The Swiss AI Lab IDSIA is conducting exploratory research on SWITCH-CERT security monitoring data. Sandra Mitrović, IDSIA and Jakob Dhondt, SWITCH-CERT talk about their collaboration in this SWITCH Innovation Lab.
Sandra Mitrović: With machine learning we're able to go a step forward and to model a possible future. It fascinates me to discover non-obvious things and maybe predict aspects of future events. For example, for my PhD I modelled customer behaviour, predicting which customers will terminate their contracts, based on their customer experience.
SM: There is undeniably a lot of potential to use these methods on security data as recent research has shown. Obviously, it depends on the data sets you use, but it's also about asking the right questions. That's why collaborations like this one with SWITCH-CERT are so important. We as AI researchers know how to handle data, how to train and make models but we don't necessarily know which findings would be useful for the domain we're modelling for.
Jakob Dhondt: We handle an enormous amount of different types of security data in our team every day. We have access to data that spans from local incidents in our NREN SWITCHlan and the .ch registry to global data, that we receive from our international network of CERT partners.
The purpose of this SWITCH Innovation Lab is to explore the possibilities and methods that could be deployed to use our data in new ways. That is why we're collaborating with AI experts to actually look at the data from their perspective.

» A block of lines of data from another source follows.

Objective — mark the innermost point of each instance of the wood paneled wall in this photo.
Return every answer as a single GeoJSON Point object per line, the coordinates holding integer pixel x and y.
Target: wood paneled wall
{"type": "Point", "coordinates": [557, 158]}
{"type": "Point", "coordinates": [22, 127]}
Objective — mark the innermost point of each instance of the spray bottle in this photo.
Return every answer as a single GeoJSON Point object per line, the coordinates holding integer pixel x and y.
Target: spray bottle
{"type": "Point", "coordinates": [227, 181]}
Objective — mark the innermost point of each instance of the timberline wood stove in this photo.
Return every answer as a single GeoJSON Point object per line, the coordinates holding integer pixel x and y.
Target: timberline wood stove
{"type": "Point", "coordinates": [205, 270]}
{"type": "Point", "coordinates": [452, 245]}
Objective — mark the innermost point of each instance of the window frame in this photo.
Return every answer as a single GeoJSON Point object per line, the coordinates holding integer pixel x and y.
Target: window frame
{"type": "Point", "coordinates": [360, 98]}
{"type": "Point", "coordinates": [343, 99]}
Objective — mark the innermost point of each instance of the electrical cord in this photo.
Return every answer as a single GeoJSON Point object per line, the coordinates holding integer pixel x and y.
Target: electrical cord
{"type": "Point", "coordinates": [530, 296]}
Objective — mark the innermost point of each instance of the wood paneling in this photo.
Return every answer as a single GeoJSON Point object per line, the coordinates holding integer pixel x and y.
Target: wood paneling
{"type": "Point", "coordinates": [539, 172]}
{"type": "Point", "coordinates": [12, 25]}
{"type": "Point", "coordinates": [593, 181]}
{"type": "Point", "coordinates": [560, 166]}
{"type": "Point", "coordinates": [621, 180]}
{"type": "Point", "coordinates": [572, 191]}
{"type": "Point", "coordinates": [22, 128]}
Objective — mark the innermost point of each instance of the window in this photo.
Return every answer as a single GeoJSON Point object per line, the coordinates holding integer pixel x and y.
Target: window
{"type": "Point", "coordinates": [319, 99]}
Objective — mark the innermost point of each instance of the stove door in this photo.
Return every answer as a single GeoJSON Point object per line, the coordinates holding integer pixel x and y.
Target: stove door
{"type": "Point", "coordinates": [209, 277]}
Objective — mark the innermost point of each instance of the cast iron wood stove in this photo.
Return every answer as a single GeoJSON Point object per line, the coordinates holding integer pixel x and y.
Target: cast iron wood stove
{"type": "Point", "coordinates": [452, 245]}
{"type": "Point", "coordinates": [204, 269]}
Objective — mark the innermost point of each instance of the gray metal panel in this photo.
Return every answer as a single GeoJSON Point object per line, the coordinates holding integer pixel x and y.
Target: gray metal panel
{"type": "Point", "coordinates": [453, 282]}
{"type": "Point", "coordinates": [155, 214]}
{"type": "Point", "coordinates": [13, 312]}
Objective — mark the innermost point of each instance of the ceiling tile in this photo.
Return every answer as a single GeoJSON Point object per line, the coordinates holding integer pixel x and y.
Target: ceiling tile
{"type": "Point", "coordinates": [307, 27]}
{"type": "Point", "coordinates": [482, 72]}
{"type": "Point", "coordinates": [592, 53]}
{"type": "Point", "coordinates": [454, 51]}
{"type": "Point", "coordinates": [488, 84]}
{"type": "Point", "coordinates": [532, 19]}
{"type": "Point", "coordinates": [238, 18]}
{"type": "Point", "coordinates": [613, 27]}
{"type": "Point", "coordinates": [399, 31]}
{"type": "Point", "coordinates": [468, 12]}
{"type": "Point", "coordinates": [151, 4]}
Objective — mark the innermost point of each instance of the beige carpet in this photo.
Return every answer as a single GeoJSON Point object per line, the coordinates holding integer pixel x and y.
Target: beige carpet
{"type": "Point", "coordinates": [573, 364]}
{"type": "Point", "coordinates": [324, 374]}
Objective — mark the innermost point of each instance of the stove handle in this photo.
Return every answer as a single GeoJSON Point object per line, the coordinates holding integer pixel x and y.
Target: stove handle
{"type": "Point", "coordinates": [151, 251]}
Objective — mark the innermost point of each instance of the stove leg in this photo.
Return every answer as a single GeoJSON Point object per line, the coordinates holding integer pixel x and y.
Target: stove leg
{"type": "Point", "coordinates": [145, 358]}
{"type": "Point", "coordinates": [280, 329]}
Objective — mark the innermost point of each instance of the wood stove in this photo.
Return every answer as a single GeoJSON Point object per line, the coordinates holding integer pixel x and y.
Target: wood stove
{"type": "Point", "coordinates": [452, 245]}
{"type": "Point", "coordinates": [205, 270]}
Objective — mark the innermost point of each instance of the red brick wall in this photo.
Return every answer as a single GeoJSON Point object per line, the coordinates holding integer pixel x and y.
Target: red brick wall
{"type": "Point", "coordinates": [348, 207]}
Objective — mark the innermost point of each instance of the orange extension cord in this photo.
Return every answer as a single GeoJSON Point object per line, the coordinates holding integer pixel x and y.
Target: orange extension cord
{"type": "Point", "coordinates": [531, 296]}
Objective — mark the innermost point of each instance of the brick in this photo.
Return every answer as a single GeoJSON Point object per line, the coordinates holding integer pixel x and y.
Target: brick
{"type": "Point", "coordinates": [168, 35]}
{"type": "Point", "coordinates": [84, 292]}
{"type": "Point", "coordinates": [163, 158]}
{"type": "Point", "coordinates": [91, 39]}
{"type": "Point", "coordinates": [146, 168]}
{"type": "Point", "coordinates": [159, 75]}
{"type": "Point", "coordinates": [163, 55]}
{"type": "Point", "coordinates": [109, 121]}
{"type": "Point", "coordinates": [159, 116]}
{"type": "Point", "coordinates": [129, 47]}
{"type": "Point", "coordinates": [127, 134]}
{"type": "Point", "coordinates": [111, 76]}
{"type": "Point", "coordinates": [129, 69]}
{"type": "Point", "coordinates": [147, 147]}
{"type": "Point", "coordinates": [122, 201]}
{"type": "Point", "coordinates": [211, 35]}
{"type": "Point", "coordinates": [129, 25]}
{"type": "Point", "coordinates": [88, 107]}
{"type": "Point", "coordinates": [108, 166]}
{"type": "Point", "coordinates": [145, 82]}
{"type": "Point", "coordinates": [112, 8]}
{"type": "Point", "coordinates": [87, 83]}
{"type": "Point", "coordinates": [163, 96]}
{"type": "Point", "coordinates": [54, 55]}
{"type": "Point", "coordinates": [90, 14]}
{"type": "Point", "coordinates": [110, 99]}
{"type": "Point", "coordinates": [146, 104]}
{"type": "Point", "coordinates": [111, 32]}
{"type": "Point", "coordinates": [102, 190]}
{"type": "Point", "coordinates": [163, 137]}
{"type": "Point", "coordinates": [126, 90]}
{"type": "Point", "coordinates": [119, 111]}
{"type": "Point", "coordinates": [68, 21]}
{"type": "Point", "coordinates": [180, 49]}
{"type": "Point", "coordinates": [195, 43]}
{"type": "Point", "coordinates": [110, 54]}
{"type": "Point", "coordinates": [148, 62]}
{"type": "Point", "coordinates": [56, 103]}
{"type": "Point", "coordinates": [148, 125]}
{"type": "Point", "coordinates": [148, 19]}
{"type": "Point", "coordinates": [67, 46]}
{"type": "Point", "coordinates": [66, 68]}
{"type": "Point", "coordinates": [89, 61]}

SM: To be honest I don't understand all of the data, as I'm not a security expert but yes, there seem to be many hidden possibilities. Even the data of the Security Reports we're now working on is 7 million event logs. From the perspective of AI or ML that's exiting. The bigger and more variety of data, the better the model.
JD: We looked at different data sets and discussed their potential with IDSIA. Together we decided to use the Security Report data sets as they were most suitable in terms of size and the use-cases we had in mind.
JD: We are particularly interested in predictive use cases. For example, it would be beneficial to recognise certain patterns before a host gets compromised. These patterns could then be checked against all the hosts of our customers. Thereby we could ideally predict and prevent an attack in an automated way.
So far, we don't have this actionable result. But the collaboration with IDSIA is very rewarding for us in terms of evaluating the wealth and potential of our data from a machine learning perspective.
SM: Our collaboration has been a fast and smooth process. We started analysing the data and at this stage we usually have a lot of questions regarding the actual meaning of the data. We had many interesting discussions with Jakob and the CERT team, looking at patterns and results of what we are modelling.
JD: In order to get an actionable result, the problem or use case you want to solve needs to be as small and precise as possible. I think we've learned a lot about how to collaborate in this area, which is very valuable. And although we don't have a product or service that we will now develop, there might be a use case which we will want to explore further with IDSIA in the future.